Signs Your Child May Be A Psychopath

  1. Setting fires
  2. Severe cruelty to animals such as killing and torturing them
  3. Persistently hurts, bullies or violates the rights of others by stealing or vandalizing their property.
  4. Continuously breaks major rules such as running away or breaking curfew despite knowing the consequences.
  5. Shows no guilt when confronted for doing wrong (i.e., pushing another student down the stairs).
  6. Shows a persistent callous disregard for other people’s feelings, not just siblings (i.e., pushing another student down and being unmoved by their crying or distress).
  7. Persistently doesn’t care about how well they do in school, even when they know there are clear expectations and they are capable of doing better.
  8. They appear cold and unmoved, only showing emotions to intimidate or manipulate others.
  9. Blame others for their mistakes instead of taking responsibility.
  10. Fearless, doing new and reckless/dangerous activities.
  11. They are unmoved by threats of punishment.
  12. They are highly motivated by reward and what they will get out of doing something, even if that act will hurt others (i.e., stealing, lying)

A combination of many of these signs alone are not enough to be worried about, but if there are enough signs and you are alarmed by your child’s behavior, I would recommend having them seen by a mental health professional as they could be signs of something else, such as childhood trauma and PTSD.

As always, if you believe your child has behavioral problems, have them evaluated by a qualified professional instead of attempting to self-diagnose them which can have damaging effects on your child.

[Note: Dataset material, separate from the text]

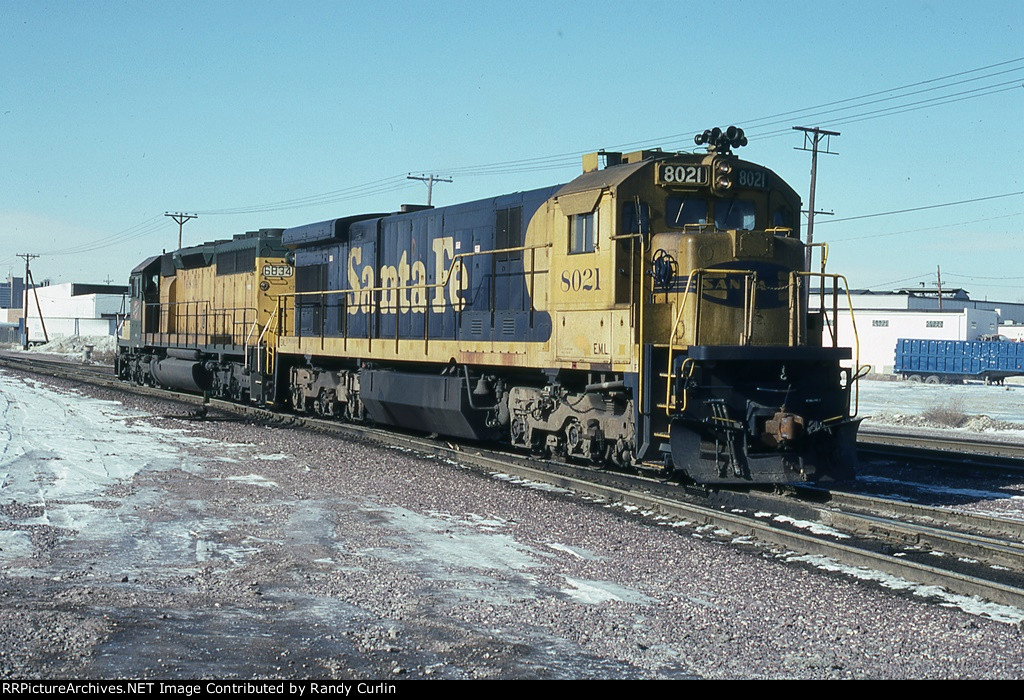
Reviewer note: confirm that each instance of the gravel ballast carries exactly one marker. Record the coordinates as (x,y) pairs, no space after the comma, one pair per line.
(239,550)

*EDIT: Just yesterday (9/25/13) I interviewed a 7th grader who has been making his own explosives, threatening to blow up himself and/or other people, blowing up random things, tortuing his mother’s cat, kicking and hitting other students and teachers at his school so much that he has gotten kicked out of school several times and his family is currently looking for a new place to stay because they got kicked out of their apartment complex for his behavior and the fact that he has killed several ducks around the lake at the apartment complex. His mother brought him in because she was scared of him and he had recently attacked his 4 year old sister for taking too long in the bathroom. When I asked him if he had any remorse for attacking his sister, hitting other people, having his family kicked out of their complex or killing the ducks, he flatly answered “no”. Nothing seemed to affect him, even the threat of hospitalization and jail. Without intense therapy at the least, I see this kid growing up to be not only a menace to society, but potentially a psychopath. He stated clearly that he doesn’t care about other people or their feelings and he has exhibited that on several occassions.

Below is a short documentary done in 1992 about Beth Thomas, a child who suffered from sexual abuse and reactive attachment disorder (I’ll write about that in another post soon) and seems to show early signs of psychopathology.


Psychopaths are all around us in one form of another. Read: The Psychopath Next Door by Martha Stout and Dr. Hare’s book, “Without Conscience” for more detailed information about psychopaths.